Just when it was looking safe to wade back into the waters of emerging markets exchange traded funds, investors got a cold reminder regarding the damage a strong U.S. dollar and rising interest rates can do to developing world stocks.
Over the past month, the Vanguard FTSE Emerging Markets ETF (NYSEArca: VWO) and the iShares MSCI Emerging Markets ETF (NYSEArca: EEM), the two largest emerging markets ETF by assets, are off an average of 5%. Perhaps not coincidentally, the PowerShares DB U.S. Dollar Index Bullish Fund (NYSEArca: UUP), which tracks the price movement of the U.S. dollar against a basket of currencies, including the euro, Japanese yen, British pound, Canadian dollar, Swedish krona and Swiss franc, is slightly higher while 10-year Treasury yields are up 4.7%. [Recent Weakness in Dollar ETFs Only a Minor Setback]
Obviously, one way of coping with the latest downdraft in emerging markets stocks is shorting EEM, but BNP Paribas suggests taking things a step further and pairing a short position in EEM with a long trade in the WisdomTree Europe Hedged Equity Fund (NYSEArca: HEDJ), reports Chris Dieterich for Barron’s.

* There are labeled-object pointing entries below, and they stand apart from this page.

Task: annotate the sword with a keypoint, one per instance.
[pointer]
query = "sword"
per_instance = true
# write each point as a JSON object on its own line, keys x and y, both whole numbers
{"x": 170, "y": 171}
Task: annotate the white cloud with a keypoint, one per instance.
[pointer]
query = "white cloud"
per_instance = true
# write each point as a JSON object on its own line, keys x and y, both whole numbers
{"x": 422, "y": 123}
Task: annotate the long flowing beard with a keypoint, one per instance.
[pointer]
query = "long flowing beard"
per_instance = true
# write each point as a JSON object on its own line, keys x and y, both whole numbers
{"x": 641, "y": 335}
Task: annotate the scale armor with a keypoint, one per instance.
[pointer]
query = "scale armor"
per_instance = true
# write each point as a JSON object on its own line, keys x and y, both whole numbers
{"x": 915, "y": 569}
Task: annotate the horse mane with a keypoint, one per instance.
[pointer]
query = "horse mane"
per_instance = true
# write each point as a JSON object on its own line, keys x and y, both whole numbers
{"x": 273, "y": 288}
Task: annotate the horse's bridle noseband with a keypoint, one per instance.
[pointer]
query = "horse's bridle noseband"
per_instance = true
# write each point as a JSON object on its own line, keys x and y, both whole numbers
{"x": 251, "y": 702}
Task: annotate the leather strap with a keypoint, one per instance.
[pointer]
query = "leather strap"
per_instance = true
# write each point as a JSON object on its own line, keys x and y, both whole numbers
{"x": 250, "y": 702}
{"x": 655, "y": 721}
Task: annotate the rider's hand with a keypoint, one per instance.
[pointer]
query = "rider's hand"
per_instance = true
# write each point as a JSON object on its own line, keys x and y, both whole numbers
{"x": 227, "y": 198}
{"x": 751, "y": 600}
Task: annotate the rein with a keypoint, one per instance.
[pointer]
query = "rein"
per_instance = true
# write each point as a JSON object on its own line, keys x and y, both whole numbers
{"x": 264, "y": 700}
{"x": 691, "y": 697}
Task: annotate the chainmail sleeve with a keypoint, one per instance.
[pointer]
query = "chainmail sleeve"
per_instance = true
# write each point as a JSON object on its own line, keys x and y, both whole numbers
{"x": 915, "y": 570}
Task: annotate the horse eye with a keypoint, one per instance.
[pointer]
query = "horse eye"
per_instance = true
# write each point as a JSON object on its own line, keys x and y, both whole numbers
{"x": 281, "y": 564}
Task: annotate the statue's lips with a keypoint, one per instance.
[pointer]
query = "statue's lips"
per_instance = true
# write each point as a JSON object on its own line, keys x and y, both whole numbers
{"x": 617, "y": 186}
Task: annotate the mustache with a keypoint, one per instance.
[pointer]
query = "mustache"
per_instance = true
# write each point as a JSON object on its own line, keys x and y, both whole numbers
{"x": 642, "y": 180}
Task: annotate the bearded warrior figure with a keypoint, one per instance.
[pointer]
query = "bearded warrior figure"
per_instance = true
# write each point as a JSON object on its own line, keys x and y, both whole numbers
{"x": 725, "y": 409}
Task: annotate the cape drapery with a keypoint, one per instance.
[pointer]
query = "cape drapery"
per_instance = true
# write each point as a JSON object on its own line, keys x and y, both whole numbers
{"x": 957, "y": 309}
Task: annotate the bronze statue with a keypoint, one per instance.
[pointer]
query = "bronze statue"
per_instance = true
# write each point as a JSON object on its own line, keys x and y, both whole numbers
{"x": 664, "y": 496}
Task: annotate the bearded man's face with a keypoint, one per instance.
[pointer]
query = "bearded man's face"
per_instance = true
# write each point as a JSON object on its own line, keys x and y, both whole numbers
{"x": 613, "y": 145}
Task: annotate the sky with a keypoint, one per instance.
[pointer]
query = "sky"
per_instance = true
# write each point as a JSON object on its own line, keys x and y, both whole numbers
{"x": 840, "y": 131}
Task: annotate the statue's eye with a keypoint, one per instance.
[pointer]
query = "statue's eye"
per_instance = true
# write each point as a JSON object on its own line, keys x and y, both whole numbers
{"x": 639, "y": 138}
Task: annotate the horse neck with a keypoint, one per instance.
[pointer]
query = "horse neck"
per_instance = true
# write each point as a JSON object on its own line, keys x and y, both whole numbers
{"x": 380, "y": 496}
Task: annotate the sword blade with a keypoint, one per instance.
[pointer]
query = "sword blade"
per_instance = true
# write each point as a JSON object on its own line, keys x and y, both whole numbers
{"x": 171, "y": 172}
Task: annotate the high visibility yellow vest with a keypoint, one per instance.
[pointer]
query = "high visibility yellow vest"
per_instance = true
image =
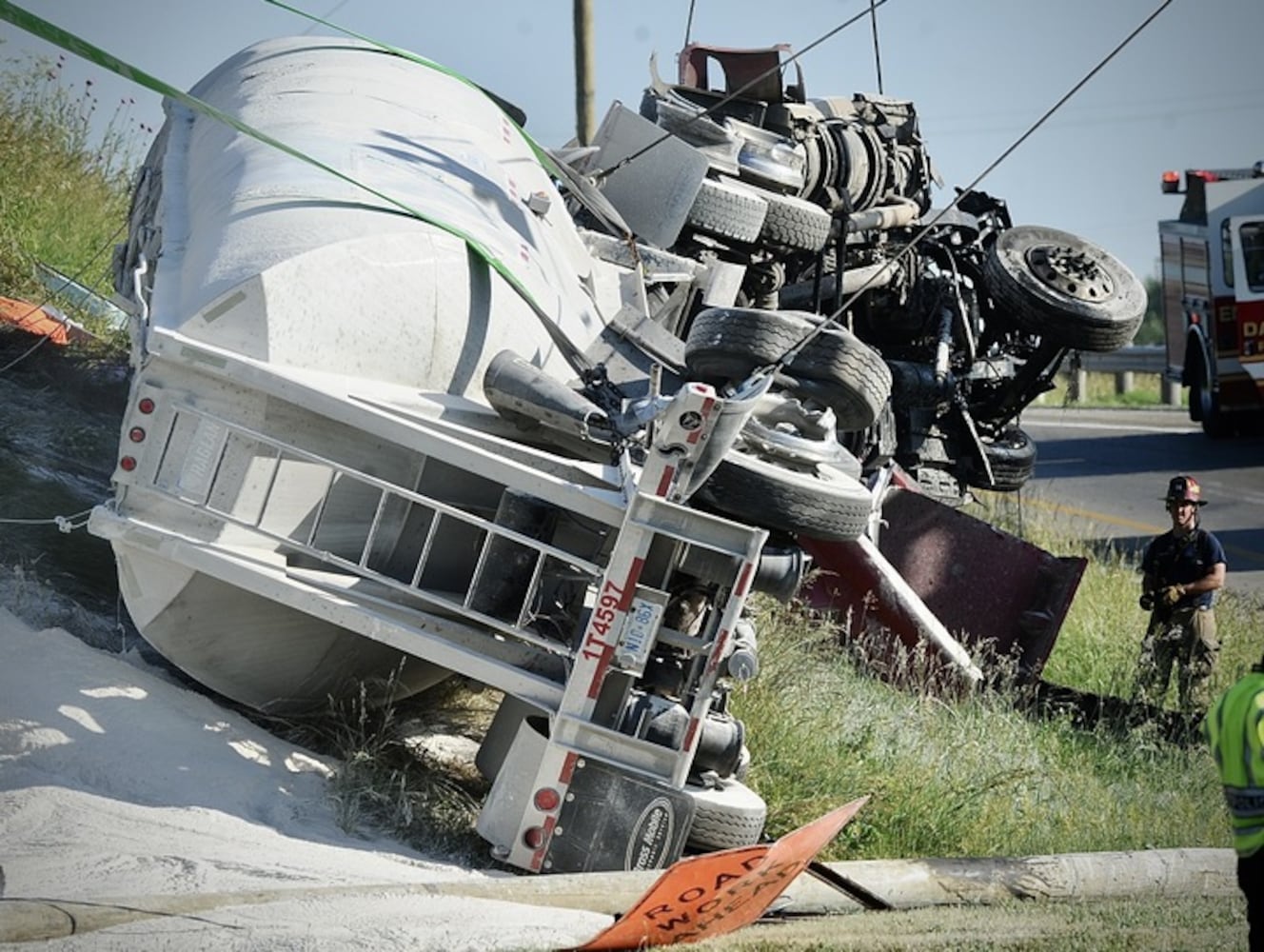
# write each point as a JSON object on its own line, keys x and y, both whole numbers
{"x": 1235, "y": 731}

In a note posted by Barron’s, BNP Paribas reminds investors that rising U.S. interest rates and the strong greenback will likely crimp emerging markets equities.

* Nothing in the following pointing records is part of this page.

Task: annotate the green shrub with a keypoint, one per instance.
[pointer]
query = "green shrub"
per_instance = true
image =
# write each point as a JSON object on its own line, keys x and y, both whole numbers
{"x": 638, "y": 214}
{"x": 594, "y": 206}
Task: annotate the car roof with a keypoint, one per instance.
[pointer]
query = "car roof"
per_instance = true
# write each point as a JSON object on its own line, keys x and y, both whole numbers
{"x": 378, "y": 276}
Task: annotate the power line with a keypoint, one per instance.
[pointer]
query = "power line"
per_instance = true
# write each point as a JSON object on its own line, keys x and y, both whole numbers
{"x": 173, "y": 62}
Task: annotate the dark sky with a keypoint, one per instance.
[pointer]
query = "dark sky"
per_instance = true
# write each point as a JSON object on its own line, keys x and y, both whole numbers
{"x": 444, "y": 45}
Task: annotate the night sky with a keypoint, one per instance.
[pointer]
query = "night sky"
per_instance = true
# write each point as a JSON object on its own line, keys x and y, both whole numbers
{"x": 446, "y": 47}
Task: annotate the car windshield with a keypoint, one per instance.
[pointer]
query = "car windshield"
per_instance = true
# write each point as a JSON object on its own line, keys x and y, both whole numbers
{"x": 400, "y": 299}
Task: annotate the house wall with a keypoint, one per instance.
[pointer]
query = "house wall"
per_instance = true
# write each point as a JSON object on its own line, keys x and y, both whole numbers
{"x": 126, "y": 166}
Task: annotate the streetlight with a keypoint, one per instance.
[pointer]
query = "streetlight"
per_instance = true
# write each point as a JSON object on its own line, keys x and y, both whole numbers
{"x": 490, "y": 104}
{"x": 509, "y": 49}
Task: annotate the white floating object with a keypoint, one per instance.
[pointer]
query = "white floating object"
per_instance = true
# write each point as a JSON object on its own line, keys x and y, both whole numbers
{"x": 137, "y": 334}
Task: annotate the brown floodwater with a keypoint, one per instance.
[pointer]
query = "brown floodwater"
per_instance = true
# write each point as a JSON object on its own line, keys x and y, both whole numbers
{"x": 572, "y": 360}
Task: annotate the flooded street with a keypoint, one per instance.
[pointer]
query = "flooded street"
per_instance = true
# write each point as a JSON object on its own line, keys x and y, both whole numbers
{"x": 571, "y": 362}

“Capital flows that are seeking safe growth or looking for a cash yield in a reserve currency no longer flow into EM. The embedded dollar exposure of EM corporates listed on a USD-denominated instrument is a natural detractor from performance,” according to BNP Paribas by way of Barron’s.
For its part, HEDJ has been a major beneficiary of the strong dollar. Although the ETF is down 4.1% over the past month, it is still up nearly 13% year-to-date, a performance that is 600 basis points better than one of its largest unhedged rivals. Not to mention, investors have poured $13.7 billion into HEDJ this year, $3.6 billion more than the second-best asset gathering ETF.